Del resto, sul salario minimo, da giorni c’è un lavorio sotto traccia tra Lega e M5S nel tentativo di arrivare a una quadra sul provvedimento. A testimoniarlo c’è la discussione su una serie di dettagli tecnici della proposta. Un possibile punto di intesa all’interno della maggioranza, raccontano fonti vicine al dossier, sarebbe stato raggiunto: nei 9 euro l’ora entrerebbe anche la tredicesima; mentre si starebbe ancora discutendo se inserire altri elementi retributivi, per esempio il Tfr.

Le imprese premono affinché nei 9 euro siano compresi anche gli elementi retributivi indiretti e/o differiti (ad esempio, ferie, mensilità aggiuntive, Tfr) per evitare possibili effetti spiazzamento rispetto ai Ccnl; e, più in generale, insistono per valorizzare il sistema della contrattazione collettiva espressione delle organizzazioni maggiormente rappresentative (in chiave anti-dumping).

L’ipotesi di riduzione del cuneo legata alla sterilizzazione del salario minimo sarà al centro dei prossimi tavoli tecnici per gli approfondimenti. Nel frattempo si fanno i primi conti. Un punto di cuneo in meno su tutti i lavoratori avrebbe un costo per l’Erario di 3,2 miliardi. L’importo scenderebbe in caso di interventi selettivi, ma che, per essere fatti - viene ripetuto - è necessario che si rispettino le normative Ue.

Attualmente, considerando i 9 euro lordi l’ora previsti dal ddl Catalfo, la misura, secondo le stime dell’Inapp, comporterebbe un maggior costo del lavoro in capo ai datori pari a 6,7 miliardi di euro. L’intervento riguarderebbe infatti 2,6 milioni di lavoratori dipendenti privati, a esclusione di agricoltura e lavoro domestico. Comprendendo anche questi due settori - che la norma tuttavia esclude - il costo per le aziende, secondo l’Inps, salirebbe a 9,7 miliardi per il 28% dei lavoratori.
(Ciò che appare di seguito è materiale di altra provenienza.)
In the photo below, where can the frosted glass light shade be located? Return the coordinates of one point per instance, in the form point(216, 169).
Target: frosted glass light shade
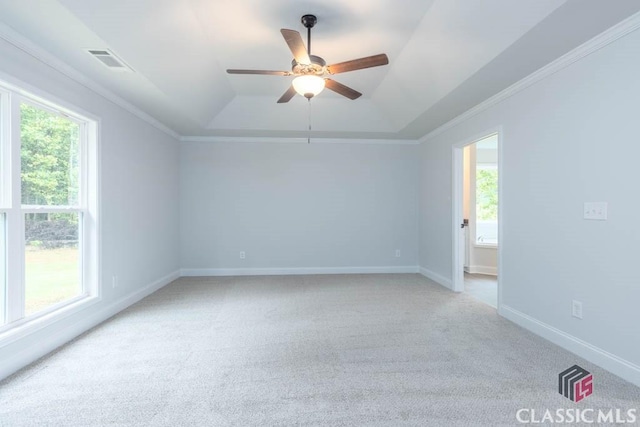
point(308, 86)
Il punto, ha spiegato Durigon, è che oltre il 90% di questi costi rischierebbe di gravare «su artigiani e piccoli imprenditori. Ecco perché - ha poi chiosato il sottosegretario del Carroccio - non è ipotizzabile penalizzare ulteriormente le aziende che invece hanno bisogno di incentivi per rilanciarsi».